Archive

Archive for the ‘Disastery Recovery’ Category

Disaster Recovery Strategies

June 7th, 2010 Steve No comments

Most business owners understand the need for IT disaster recovery, in some fashion. I still see businesses, mostly Mom and Pop shops, with a single UPS securing their entire network, and if they’re really on top of disaster recovery, they may have digital tape back-up, and store those tapes off site daily.

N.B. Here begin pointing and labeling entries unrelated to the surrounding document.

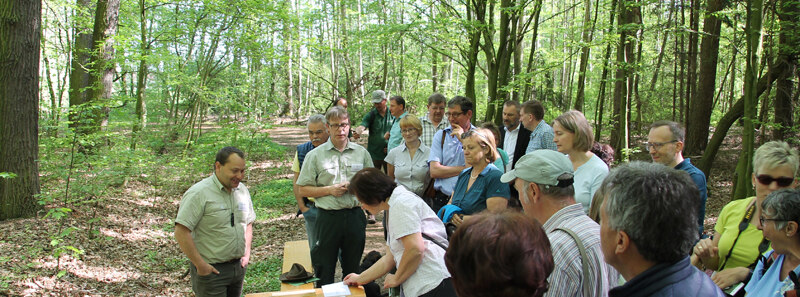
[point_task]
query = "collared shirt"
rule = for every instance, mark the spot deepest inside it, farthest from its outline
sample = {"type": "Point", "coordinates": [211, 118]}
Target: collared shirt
{"type": "Point", "coordinates": [510, 142]}
{"type": "Point", "coordinates": [449, 154]}
{"type": "Point", "coordinates": [378, 126]}
{"type": "Point", "coordinates": [769, 283]}
{"type": "Point", "coordinates": [699, 179]}
{"type": "Point", "coordinates": [428, 129]}
{"type": "Point", "coordinates": [487, 185]}
{"type": "Point", "coordinates": [408, 215]}
{"type": "Point", "coordinates": [207, 210]}
{"type": "Point", "coordinates": [567, 277]}
{"type": "Point", "coordinates": [326, 165]}
{"type": "Point", "coordinates": [395, 134]}
{"type": "Point", "coordinates": [670, 279]}
{"type": "Point", "coordinates": [408, 172]}
{"type": "Point", "coordinates": [746, 250]}
{"type": "Point", "coordinates": [588, 178]}
{"type": "Point", "coordinates": [542, 138]}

Let’s face it. Protecting your investment in IT is a 24/7/365 commitment. It doesn’t matter if a disaster is man-made or natural – lose your data and you’ll likely lose your company.

Protecting your data
Just this weekend, my daughter called to say her friend lost her computer and Wii to a lightning strike in central Illinois, even though they were on a surge protector. This brought back memories of my first week on the job as a bench tech in the Central West End when a client brought in his NT server. It was still smokin’ from a lightning strike, and obviously dead. I think I replaced the MOBO, hard drive, memory modules and video card, and reinstalled NT. Yipes! Just last month, my credit card terminal in the Salon went up in smoke to a power interruption. Fortunately, I had a replacement in my garage, standing by.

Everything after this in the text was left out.